The Employment Development Department (EDD) is responsible for payroll tax audits in California. Any business with operations in California could find themselves the subject of an EDD audit. This state organization is aggressive and will doggedly look for violations. Three things the EDD will look for during these audits include:
- Compliance with the CUIC. The auditor will review the business to see if its operations are in line with the California Unemployment Insurance Code (CUIC).
- Worker classification. The auditor will check to see that the business does not wrongly classifying employees as independent contractors.
- Proper reporting of payment to employees. The CUIC requires employers keep payroll records. Manual or computerized systems are allowed, depending on the needs of the business. The audit will dig into reporting to make sure it meets the state’s requirements.
The auditor will also likely look into whether the business provides workers with benefits as required by law.
What is the process?
The process generally begins with an entrance interview. During this time, an auditor will explain the purpose of the audit and gather some basic information about the business. The auditor should also provide an opportunity to ask questions.

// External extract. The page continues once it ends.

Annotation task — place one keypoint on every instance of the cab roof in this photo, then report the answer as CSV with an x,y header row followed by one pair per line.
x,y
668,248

The auditor will then begin an audit, generally examining a test year. The test year is often the most recent calendar year. Depending on the results, the auditor may expand or conclude the audit.

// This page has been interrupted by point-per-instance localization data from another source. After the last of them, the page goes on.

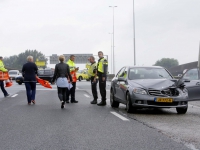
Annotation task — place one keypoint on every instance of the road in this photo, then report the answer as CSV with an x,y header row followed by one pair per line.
x,y
84,126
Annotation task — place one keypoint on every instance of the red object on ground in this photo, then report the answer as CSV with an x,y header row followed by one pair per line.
x,y
44,83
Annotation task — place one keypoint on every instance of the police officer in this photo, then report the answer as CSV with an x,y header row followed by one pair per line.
x,y
1,81
92,73
102,67
73,70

Upon conclusion of the audit, the EDD auditor will discuss their findings. This can happen in person or over the phone. You do not have to accept the findings of the auditor. You can push back. The first option is generally to request a pre-assessment conference with a supervisor. The second is to request a formal appeal.
You do not need to go through this process on your own. You have the right to legal representation during the audit and, if needed, during an appeal.
Is there anything else I should know?
An audit by the EDD is often just the beginning. This state organization has an agreement to share findings with the Internal Revenue Service (IRS). As such, this state audit could also trigger a federal tax audit.